Another such resource is the Startup Weekend, a global initiative whose next Swiss edition – held in Biel/Bienne on March 18th-20th – will bring entrepreneurs together to discuss ideas, receive coaching, build a business case and even present startup concepts to potential investors.
“In 54 hours we do the work that certain startups do in months,” says Gysler, who is a mentor at the event.
Then there’s Venture, an annual Swiss startup competition for entrepreneurs which helps them develop their business ideas, with cash prizes on offer to the winners. This year’s edition begins in Lausanne on February 9th.
“There is a joke in Switzerland that there are more coaches and trainers than entrepreneurs!” says Sébastien Flury, himself an entrepreneur who is highly active in the startup scene and runs the blog startupolic.com
For him, where Switzerland falls down is – somewhat ironically – funding. Even in such a cash-rich country investment can be hard to secure, particularly for startups that are not spin-offs from Switzerland’s universities and world-leading technology institutes such as EPFL and sister school ETH Zurich.
“There is so much money in Switzerland but so little flowing into startups; that’s the contradiction of Switzerland,” he tells The Local.
“There are research grants and all these business plan competitions. But if you are not a spin-off or with high technology and patents and so on you have almost no chance,” he says.

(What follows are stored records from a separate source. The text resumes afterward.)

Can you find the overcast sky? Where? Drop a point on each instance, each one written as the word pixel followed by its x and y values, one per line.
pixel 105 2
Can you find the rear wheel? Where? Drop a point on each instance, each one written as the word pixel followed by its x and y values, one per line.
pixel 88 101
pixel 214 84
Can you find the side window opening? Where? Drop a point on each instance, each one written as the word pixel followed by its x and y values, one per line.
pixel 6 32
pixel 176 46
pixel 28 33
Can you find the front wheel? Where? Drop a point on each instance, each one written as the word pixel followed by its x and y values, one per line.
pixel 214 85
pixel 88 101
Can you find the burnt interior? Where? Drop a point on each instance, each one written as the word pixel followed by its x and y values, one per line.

Speaking about Venture, in which he participated with his own startup in 2014, Flury says: “There is money there, but of the ten winners who got money, nine or ten were spin-offs from EPFL, ETH, universities and so on.”
Gysler agrees. “The startup world in Switzerland is mostly dedicated towards the hautes écoles,” he tells The Local.
“They have a lot of money to invest, and there is also a lot of money that goes into projects by companies that are already rich.”
This “obviously takes money away from little startups which are obliged to bootstrap to see their project advance.”
That’s a shame, because an asset of Switzerland’s potential entrepreneurs is the quality of their skillset.
Echoing Vogel’s comments about the strength of “human capital” here Flury says: “What we have here in Switzerland is the ability to make great products. The software skills, technical skills are maybe more expensive but better in comparison to around Europe.”
Despite the coaching support for this talent, statistics show just how difficult it is to make a success of a startup.
According to StartUp Academy President Bucher, one third of entrepreneurs fail to get their company off the ground, one third succeed and one third remain in a state of limbo.
Gysler, meanwhile, quotes a globally recognised statistic which may strike fear into the heart of any budding entrepreneur.
“It’s said that out of 100 businesses there’s one that has big success, there are nine which have some success and the rest, 90 percent, are companies who have totally failed or only just survive. It’s the same in Switzerland.”